Мы помолчали. Осторожно выкурили по сигарете – я стряхивал пепел в какую-то банку и слушал беспрерывные шорохи внизу сеновала.
– Что это там – мыши?
– Мыши.
Перед отъездом он сводил меня посмотреть развалины – бывшее имение князей таких-то. Там была сохранившаяся высокая стена старинной кладки. И тишина. И птички чирикали. Смотреть было не на что, колокольня по левому боку еще кое-как угадывалась, остальное – сплошные развалины. Но Коля захлебывался от восторга:
– Ты посмотри, какая это… какая… – У него перехватывало дыхание, не было слов, и он дергал меня за рукав, чтобы я наконец понял, какая это красота.

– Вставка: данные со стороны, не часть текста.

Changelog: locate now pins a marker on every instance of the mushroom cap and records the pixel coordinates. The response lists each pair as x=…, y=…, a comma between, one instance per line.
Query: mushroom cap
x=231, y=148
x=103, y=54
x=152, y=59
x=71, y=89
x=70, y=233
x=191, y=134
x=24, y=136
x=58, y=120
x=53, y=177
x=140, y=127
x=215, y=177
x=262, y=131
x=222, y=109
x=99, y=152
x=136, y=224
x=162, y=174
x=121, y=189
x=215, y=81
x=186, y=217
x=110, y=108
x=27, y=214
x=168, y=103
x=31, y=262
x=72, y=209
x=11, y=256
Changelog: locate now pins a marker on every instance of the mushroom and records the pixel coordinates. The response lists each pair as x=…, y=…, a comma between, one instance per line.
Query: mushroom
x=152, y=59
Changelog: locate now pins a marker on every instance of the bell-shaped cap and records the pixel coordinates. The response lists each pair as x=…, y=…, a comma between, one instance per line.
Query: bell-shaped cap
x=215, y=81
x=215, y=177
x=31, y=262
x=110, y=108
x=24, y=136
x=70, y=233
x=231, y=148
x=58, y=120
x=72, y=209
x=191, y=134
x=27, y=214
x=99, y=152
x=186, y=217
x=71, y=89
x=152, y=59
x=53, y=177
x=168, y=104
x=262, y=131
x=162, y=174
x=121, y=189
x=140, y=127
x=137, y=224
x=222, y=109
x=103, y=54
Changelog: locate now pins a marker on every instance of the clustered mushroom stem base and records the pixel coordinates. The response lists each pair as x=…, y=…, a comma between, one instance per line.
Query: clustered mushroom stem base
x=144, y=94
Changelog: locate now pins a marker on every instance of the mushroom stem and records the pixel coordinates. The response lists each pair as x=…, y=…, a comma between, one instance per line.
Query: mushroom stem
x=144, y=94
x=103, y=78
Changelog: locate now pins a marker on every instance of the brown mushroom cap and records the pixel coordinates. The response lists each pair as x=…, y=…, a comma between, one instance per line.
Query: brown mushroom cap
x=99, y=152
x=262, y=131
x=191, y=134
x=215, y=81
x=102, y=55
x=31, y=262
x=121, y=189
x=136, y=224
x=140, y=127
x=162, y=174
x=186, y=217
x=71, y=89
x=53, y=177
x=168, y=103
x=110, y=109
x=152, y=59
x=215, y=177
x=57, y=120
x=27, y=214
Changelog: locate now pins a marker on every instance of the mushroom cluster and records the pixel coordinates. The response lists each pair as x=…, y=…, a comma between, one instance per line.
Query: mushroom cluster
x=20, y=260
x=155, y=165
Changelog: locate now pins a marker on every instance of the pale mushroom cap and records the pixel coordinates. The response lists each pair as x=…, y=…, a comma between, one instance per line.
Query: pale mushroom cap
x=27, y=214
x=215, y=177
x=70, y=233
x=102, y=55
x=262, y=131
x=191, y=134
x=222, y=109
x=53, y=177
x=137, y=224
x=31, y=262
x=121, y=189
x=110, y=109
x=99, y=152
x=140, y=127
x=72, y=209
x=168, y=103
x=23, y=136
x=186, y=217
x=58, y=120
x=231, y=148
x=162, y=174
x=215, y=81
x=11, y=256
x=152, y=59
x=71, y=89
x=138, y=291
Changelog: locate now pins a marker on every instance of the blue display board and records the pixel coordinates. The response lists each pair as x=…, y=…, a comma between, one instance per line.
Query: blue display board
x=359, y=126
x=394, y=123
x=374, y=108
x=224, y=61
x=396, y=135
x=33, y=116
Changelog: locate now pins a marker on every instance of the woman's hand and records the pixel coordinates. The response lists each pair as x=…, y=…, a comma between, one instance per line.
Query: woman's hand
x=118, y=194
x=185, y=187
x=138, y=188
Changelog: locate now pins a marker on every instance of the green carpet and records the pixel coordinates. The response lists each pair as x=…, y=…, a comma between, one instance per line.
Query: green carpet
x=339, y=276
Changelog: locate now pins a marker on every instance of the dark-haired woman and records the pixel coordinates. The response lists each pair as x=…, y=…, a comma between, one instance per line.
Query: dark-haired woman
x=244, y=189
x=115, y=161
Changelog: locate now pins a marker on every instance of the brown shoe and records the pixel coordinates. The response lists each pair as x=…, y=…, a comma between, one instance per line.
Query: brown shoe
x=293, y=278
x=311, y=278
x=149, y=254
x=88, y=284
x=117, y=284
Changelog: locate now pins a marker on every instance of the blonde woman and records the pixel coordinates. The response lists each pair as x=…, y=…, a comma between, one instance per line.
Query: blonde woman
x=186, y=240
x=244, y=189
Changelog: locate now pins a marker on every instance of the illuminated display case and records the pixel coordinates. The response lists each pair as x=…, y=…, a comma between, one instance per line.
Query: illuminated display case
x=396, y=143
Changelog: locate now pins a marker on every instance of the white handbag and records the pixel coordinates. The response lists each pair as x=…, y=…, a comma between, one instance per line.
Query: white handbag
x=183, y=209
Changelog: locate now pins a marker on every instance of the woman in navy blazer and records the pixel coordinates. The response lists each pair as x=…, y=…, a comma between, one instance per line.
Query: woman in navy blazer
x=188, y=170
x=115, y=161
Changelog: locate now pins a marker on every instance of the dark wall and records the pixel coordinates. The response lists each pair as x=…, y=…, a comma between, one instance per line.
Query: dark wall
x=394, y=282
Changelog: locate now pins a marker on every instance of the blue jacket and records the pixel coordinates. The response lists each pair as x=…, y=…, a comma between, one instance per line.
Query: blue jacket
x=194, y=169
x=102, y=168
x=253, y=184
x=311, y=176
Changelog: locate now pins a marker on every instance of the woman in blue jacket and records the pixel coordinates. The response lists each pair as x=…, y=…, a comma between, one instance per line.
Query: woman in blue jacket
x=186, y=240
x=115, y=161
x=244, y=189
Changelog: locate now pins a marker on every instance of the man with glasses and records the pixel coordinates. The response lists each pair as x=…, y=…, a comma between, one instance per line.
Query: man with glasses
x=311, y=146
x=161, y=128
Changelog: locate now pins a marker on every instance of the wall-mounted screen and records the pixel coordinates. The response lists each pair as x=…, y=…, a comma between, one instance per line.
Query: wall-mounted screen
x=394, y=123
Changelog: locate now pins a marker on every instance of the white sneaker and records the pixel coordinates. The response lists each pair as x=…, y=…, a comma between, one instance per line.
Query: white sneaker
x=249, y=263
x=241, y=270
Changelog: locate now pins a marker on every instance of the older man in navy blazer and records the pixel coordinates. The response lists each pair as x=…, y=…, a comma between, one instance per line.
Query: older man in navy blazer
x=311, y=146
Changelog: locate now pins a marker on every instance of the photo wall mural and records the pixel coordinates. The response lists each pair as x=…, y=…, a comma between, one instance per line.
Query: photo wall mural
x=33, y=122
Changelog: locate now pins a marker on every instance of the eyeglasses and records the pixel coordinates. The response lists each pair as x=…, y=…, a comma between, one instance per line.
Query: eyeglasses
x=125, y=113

Я понял. Я даже что-то сказал. А ему было мало – он водил меня от стены к простенку, и в конце концов одна из этих старинных кладок едва меня не угробила. Раздался грохот. Эта штука обрушилась, как будто век за веком ждала женатого человека с ребенком и вот момент показался ей подходящим. Я успел отпрянуть, отскочить. Пыль осела. Я отряхивался. Коля продолжал рассказ о «красоте и пластичности» как ни в чем не бывало, и со стороны можно было бы подумать, что все в норме и что этот замшелый, старый дворец попросту вздохнул. (От усталости. Слишком долго стоял на земле.)
– …Посмотри-ка теперь на форму окна. Вон того, самого крайнего… Да, – сказал он, тоже вздохнул, – разваливается. Надо снимать быстрее.
– Как – снимать?
– Кинокамерой, конечно. Для кино. Для фильма!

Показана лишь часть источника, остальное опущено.